身構える私たちに対し、僧侶木像は手に持った木の棒を振り上げ――
あたりの木魚を叩きまくりはじめた!?
――同士討ち……なのだろうか?
「違うわ鎧ヤロー! コイツ他の魔物に魔力を注入して強化してる! 面倒な手合いね。ん……?」
この場で唯一魔法について詳しいシーラが雷撃の掃射を加えながら否定すれば、叩かれた木魚達が元気に飛び跳ねながら突っ込んできた。
敵を通さないように盾で殴り、掴んで消し、体を張って受け止めるが、私が止める木魚の数より、敵が強化する数の方が多い!
「はあああ!」
アリシアが隙を見て連続突をお見舞いしているが、それで対処しきれるような数ではない。
しかし、なんだろうかこの感覚は……。
体が軽くなっていく……?
「うわっ! 後輩殿!? 体から黒いモヤが出ているぜ!? 大丈夫なのか!?」
言われてみるとサラサラと黒い何かが体中から出ていっているみたいだ。
――何事なんだ!?
「あー、どうやら少しずつ解呪されているみたいね。待っていたら呪いが解けると思うわよ? おめでとう?」
そう言っているシーラからも白い何かが出ていっているぞ。
――その白いのは?
「私にかかっている
自分に不利なことだからか、棒読みで申告したシーラはブイと目を明後日の方へ向ける。
呪いを解くチャンスみたいだが、そうなると話は変わってくる。

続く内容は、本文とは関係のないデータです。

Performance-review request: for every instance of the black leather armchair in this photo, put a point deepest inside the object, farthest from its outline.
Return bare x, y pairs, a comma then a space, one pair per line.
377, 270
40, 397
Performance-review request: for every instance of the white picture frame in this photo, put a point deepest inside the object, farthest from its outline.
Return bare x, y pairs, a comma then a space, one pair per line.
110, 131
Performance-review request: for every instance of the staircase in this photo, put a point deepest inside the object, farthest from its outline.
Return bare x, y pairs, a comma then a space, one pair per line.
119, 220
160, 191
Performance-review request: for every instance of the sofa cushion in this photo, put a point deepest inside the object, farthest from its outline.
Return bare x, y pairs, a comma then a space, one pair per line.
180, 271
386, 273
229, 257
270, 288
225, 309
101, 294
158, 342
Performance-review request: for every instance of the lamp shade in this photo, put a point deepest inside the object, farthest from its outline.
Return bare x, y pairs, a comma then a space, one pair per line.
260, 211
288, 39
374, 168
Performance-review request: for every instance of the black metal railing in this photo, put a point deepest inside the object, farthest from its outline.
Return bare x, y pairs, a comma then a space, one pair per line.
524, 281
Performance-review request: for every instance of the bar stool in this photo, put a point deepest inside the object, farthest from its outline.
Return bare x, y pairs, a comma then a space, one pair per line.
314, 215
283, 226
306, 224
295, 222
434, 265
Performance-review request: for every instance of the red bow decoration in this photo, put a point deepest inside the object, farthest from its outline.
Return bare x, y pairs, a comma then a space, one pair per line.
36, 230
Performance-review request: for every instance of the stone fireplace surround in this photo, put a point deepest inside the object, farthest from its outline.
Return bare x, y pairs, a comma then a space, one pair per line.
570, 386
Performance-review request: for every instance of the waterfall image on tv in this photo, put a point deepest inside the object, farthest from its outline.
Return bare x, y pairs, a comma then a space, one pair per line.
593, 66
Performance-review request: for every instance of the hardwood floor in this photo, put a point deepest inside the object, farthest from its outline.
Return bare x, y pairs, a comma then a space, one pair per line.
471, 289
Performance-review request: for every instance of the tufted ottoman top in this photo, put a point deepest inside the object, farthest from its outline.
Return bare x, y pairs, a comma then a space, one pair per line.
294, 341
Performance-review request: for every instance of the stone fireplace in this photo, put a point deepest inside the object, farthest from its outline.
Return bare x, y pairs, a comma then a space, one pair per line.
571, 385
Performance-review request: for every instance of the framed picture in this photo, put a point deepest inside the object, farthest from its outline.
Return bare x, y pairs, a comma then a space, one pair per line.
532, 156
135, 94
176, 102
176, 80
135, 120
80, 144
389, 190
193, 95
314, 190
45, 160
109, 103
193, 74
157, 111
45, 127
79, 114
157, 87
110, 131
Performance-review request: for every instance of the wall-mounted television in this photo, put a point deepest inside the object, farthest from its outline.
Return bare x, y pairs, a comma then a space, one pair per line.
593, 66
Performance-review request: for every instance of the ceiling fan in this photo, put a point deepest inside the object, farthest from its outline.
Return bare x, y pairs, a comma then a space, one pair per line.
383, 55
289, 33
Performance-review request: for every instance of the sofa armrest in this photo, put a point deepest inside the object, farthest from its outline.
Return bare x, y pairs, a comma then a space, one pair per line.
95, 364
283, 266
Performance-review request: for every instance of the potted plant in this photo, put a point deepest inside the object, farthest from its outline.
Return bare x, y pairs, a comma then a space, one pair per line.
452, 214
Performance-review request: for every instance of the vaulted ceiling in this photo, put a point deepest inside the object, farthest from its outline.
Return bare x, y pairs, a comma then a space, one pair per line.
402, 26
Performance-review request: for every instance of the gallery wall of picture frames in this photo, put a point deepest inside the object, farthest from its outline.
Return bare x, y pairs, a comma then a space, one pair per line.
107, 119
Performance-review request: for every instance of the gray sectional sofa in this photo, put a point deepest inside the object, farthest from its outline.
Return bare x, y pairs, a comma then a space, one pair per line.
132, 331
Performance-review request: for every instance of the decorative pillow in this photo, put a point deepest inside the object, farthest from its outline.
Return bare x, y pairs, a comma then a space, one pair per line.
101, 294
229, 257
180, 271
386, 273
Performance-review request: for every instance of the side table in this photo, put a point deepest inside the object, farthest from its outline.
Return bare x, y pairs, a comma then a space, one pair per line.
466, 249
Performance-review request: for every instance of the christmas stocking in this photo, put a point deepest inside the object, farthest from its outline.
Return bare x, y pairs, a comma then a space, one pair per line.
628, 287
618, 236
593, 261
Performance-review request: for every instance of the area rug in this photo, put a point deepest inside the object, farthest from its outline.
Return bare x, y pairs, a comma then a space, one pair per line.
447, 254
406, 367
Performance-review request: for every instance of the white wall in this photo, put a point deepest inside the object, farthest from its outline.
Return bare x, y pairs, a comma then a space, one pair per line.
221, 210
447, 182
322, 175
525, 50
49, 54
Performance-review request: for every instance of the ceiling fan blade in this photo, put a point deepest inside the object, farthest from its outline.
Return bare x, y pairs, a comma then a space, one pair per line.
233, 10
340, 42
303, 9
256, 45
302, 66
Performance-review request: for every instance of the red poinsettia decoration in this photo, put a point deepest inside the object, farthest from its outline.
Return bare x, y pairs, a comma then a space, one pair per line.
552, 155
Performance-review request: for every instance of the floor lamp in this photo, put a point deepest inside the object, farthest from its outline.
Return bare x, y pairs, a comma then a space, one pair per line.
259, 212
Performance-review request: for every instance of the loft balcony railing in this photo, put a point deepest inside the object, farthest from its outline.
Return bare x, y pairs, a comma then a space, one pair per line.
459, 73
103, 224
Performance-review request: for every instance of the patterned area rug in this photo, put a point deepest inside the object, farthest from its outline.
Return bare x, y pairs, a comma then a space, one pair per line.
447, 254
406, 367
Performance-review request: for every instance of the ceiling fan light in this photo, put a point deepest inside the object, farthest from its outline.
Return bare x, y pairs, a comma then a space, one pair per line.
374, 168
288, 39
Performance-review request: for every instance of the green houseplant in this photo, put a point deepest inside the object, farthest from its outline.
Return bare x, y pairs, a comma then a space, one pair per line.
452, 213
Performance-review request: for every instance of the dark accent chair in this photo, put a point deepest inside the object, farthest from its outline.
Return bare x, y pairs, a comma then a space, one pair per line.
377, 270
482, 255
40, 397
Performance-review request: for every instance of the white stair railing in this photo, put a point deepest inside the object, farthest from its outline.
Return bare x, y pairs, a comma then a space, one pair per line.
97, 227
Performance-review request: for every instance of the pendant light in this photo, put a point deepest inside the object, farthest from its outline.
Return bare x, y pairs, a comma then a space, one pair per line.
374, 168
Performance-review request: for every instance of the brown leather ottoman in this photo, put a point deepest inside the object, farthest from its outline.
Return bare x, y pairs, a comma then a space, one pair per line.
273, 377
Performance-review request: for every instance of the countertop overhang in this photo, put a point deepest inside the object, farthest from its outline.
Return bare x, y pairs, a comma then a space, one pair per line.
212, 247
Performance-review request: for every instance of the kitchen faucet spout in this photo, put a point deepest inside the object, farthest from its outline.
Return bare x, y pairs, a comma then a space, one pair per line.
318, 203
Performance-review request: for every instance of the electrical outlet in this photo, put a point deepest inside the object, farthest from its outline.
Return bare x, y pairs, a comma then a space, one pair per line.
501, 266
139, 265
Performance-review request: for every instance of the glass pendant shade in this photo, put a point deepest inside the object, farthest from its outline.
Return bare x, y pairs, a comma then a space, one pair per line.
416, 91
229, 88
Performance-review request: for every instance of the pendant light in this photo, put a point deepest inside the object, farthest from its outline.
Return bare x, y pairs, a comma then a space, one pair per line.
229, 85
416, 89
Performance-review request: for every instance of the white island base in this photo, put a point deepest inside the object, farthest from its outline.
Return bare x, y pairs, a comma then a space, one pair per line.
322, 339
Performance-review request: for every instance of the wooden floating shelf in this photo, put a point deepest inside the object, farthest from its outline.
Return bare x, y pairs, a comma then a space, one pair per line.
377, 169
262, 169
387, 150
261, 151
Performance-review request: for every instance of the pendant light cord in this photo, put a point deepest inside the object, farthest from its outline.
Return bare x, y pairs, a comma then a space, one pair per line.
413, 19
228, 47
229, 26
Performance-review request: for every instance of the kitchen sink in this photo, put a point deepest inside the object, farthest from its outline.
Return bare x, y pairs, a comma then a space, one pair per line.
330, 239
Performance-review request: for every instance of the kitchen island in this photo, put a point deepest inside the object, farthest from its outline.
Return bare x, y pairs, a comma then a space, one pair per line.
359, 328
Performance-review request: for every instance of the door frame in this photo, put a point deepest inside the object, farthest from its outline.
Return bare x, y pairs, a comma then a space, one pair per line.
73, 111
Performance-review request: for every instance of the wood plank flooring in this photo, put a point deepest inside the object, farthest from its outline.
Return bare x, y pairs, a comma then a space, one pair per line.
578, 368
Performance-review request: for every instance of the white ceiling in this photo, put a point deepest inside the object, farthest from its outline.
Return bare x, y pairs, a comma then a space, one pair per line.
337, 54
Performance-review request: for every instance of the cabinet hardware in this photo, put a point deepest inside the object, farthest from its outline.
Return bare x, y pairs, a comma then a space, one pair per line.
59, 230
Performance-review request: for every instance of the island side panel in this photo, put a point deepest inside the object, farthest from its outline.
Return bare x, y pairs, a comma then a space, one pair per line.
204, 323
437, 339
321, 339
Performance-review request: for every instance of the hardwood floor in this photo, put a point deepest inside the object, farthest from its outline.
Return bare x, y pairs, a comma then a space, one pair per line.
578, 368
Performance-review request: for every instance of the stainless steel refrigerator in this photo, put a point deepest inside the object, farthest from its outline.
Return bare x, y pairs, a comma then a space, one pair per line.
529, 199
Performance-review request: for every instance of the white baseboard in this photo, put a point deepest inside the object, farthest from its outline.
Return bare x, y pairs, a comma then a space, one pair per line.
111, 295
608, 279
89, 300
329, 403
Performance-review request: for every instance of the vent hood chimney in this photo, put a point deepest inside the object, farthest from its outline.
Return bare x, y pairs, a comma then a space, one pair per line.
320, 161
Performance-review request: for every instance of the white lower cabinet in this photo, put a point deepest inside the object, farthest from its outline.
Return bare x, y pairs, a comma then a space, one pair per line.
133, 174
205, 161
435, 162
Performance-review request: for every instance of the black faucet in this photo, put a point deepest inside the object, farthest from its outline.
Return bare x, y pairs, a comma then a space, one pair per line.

さっさと狩るか……。
グッと拳を握った私は水に濡れるのを解禁して、木像へ突撃する。木魚は無視だ!
「ええ!? どうしてよ!? 決断が早すぎじゃない!?」
接敵、振り下ろされる木の棒を盾で弾き飛ばした私は、最速の貫手で木像の胸を抉る。
――今までのお前をみていたら、当然だろうが!
木像は白い焔に灼かれ、消えていった。
後には宝箱が残されている。
「いやったー! お宝よ!」
強化が切れてしまった木魚を撫で斬りにしながら、アリシアが高速で宝箱に抱きついた。
そのまま解錠に集中しているみたいなので、集まってくる木魚を適当に蹴散らして援護する。
「いや、なんでよ? 迷う鎧ヤローをからかってやろうと思ってたのに!」
なんかシーラが邪悪なことを言ってるけど、無視だ無視!
「へへっ! 今日も大漁だぜ!」
頑張って魔石を拾っているホーネットに、なんだか癒されてしまうぞ。体は少し軽くなった気がするけど、どっと疲れるダンジョンだった……。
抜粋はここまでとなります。